Despite the song being taken down, it continued to be uploaded to the streaming platform in various forms, by accounts including YungGen and King Zay, each time climbing the charts and earning the user royalties.
Lil Wayne, The Leak
In 2007 Lil Wayne fans were widely anticipating the third installment in his Tha Carter series when five of the songs due to be featured on it were leaked online.
The rapper decided not to cave in to pressure and release the full album early – instead pushing back Tha Carter III even further.
He then released a separate EP for the songs that had leaked – entitling it The Leak.
The album cover also made a humorous reference to the anonymous hack, with the tagline “Lil Wayne Approved”.
Commenting on it at the time, he said: “We have to find out exactly what’s out there.
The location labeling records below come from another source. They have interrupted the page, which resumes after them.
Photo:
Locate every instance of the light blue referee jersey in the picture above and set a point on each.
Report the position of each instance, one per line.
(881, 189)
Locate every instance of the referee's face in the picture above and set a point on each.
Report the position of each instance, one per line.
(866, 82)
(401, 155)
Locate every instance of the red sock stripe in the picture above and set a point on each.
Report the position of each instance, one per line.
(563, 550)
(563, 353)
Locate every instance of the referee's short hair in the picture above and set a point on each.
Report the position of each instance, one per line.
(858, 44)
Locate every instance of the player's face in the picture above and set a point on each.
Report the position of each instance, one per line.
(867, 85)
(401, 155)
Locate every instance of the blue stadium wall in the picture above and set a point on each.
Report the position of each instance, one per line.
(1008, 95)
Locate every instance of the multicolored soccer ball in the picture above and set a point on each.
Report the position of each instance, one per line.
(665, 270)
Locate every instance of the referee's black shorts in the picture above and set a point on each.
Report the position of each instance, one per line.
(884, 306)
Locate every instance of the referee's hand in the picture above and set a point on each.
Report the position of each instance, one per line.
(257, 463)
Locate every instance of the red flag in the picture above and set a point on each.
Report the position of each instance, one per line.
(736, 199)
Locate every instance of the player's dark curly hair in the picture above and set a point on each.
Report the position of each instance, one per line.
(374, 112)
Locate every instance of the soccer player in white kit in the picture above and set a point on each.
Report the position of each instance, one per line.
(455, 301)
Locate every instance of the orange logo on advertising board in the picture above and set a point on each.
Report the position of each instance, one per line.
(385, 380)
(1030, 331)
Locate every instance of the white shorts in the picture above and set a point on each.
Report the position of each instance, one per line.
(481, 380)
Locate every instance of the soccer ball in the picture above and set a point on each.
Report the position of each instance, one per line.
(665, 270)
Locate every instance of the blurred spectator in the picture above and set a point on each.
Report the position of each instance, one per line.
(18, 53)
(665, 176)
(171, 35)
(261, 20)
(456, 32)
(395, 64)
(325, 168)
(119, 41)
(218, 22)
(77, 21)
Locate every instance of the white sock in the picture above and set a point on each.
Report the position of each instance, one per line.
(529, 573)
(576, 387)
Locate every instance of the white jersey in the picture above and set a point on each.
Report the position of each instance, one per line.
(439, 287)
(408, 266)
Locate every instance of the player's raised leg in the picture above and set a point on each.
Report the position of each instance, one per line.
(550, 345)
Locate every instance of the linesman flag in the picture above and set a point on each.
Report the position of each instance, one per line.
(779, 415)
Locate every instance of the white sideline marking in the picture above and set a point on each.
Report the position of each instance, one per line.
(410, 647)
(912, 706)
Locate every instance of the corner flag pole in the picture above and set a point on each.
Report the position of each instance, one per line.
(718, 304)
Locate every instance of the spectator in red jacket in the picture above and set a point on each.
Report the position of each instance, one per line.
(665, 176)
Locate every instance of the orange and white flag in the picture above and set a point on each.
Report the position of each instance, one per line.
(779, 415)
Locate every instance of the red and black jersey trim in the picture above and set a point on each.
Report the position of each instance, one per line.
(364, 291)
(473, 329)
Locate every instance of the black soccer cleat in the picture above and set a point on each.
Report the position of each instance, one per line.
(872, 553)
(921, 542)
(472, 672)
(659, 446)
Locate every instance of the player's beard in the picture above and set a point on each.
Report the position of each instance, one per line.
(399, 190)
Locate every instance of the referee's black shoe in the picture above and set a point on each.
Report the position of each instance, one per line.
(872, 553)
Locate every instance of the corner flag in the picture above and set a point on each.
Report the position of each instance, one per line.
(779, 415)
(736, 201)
“I’ll probably just all the songs that are floating around and make my own mixtape called The Leak since people want the music so bad.”
Although some argued the leaked songs were of questionable quality, the surprise EP undoubtedly helped build further hype around Tha Carter III, which was finally released in 2008, with The Leak available as a bonus disc on the deluxe edition.
It went on to become one of the most popular albums of the year.